I have found poems harder to finish than fiction or non-fiction. I “hear” the first draft of many poems, take dictation and then revise and revise.
Prose requires that I think and then write. I “feel” nothing in the process of writing prose.
Because of working on deadline as an editor of different publications, I quit all personal writing between 1972 and 2008. When I retired, my wife bought me a computer as a gift and showed me in the basement cardboard boxes of unfinished poems gathering dust since 1972. I have not stopped writing since. It’s a great prophylactic for the prevention of Alzheimer’s Disease, at least for me.
I write at least three shifts a day of at least three hours each. I write and revise and revise and revise, finally admit to myself that I can make it no better and send out the work. The reception by people who don’t know me has been gratifying but I don’t write for others. I write for myself.
I forget the name of the famous poet who said that a poem is never finished, simply abandoned. I agree completely with that idea and apply it as well to fiction and non-fiction.
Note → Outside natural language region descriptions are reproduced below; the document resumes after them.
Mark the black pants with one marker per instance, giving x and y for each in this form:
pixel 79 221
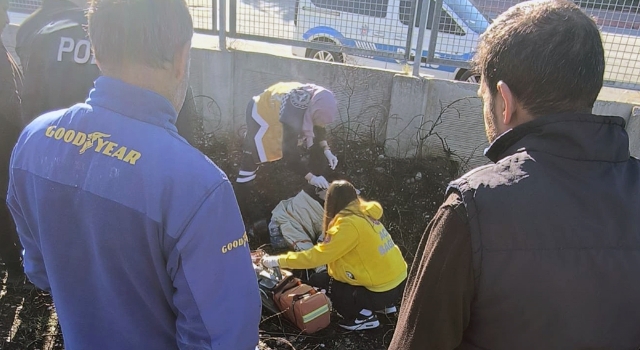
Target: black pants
pixel 348 300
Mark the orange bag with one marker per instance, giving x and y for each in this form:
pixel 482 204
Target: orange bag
pixel 301 304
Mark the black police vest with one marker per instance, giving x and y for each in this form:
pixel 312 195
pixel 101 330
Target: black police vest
pixel 555 238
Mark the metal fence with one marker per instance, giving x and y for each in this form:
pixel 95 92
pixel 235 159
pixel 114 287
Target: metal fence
pixel 391 33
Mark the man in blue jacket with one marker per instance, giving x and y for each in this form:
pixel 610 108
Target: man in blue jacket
pixel 136 234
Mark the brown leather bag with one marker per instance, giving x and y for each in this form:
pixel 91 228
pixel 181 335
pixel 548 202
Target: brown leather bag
pixel 301 304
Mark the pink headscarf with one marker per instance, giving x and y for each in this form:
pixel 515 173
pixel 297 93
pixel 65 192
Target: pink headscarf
pixel 322 110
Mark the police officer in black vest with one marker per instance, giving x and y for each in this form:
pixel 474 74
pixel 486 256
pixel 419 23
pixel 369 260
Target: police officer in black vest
pixel 59 67
pixel 541 248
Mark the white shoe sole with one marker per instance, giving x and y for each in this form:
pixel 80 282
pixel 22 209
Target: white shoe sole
pixel 359 327
pixel 387 311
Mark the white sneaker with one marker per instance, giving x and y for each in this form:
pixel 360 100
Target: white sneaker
pixel 360 323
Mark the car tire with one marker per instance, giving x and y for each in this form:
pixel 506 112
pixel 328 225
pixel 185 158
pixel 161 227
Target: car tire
pixel 324 55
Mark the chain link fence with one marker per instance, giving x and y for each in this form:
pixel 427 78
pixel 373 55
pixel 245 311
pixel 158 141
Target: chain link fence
pixel 202 12
pixel 393 34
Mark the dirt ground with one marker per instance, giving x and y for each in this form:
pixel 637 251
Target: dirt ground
pixel 410 191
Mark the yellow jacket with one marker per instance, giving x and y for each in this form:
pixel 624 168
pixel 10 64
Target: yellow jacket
pixel 357 250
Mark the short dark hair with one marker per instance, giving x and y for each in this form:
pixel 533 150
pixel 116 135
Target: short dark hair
pixel 148 32
pixel 549 53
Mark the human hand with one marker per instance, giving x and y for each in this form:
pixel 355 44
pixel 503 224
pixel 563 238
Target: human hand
pixel 270 262
pixel 333 160
pixel 318 181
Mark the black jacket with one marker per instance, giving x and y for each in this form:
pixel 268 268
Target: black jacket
pixel 59 67
pixel 555 237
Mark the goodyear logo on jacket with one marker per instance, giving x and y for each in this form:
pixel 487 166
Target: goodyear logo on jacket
pixel 96 141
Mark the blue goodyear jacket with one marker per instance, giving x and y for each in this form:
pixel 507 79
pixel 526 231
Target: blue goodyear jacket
pixel 136 234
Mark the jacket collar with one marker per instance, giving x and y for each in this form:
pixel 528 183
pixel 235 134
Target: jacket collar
pixel 133 102
pixel 572 135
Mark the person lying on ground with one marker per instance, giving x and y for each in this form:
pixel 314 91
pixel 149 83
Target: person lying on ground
pixel 283 121
pixel 365 269
pixel 535 251
pixel 60 68
pixel 135 233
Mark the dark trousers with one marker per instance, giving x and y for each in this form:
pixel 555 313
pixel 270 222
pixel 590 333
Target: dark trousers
pixel 348 300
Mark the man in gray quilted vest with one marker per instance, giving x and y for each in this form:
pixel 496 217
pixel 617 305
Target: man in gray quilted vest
pixel 541 249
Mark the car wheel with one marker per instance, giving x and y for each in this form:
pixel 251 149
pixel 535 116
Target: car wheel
pixel 324 55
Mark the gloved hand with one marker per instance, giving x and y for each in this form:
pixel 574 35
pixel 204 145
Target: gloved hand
pixel 318 181
pixel 333 160
pixel 270 261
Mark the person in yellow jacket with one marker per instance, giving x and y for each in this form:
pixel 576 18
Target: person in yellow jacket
pixel 365 269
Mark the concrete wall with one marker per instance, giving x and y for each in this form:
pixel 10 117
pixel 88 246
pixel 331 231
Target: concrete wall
pixel 411 116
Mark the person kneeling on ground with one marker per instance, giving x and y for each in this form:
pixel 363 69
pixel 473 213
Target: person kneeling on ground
pixel 281 118
pixel 366 270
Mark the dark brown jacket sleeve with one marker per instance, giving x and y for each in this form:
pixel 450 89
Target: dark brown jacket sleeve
pixel 437 300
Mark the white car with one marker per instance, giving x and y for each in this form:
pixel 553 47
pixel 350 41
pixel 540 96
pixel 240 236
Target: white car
pixel 383 26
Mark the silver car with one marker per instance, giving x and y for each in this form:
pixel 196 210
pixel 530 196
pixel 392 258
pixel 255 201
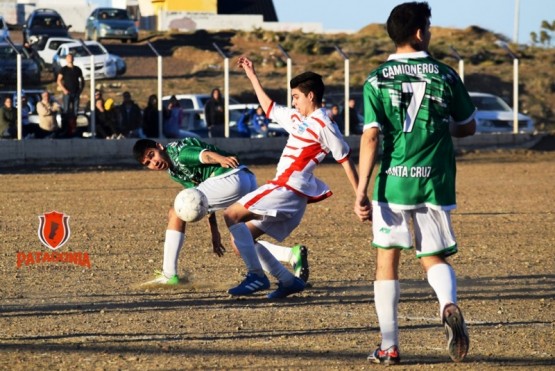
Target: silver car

My wife spent many years taking photographs, professionally and creatively. I have never lacked ideas for something to write but if that ever happens I might give poems to her and have her match them with photos and see if a publishable book might result. That combination appears online a lot but I don't know if books have begun to use it. Could be interesting but it sounds like work. Since I worked as an editor most of my life, I try now to avoid work. Writing my own stuff isn't work.
I don’t have any advice for young writers except to revise and revise, let the piece marinate over night, and revise it again in the morning.
Send it out when you can do nothing more and you think it has merit maybe only you will appreciate.
Writing is a wonderful obsession that doesn’t make one a drunkard or the parent of illegitimate children. If one has the skill it is worth pursuing.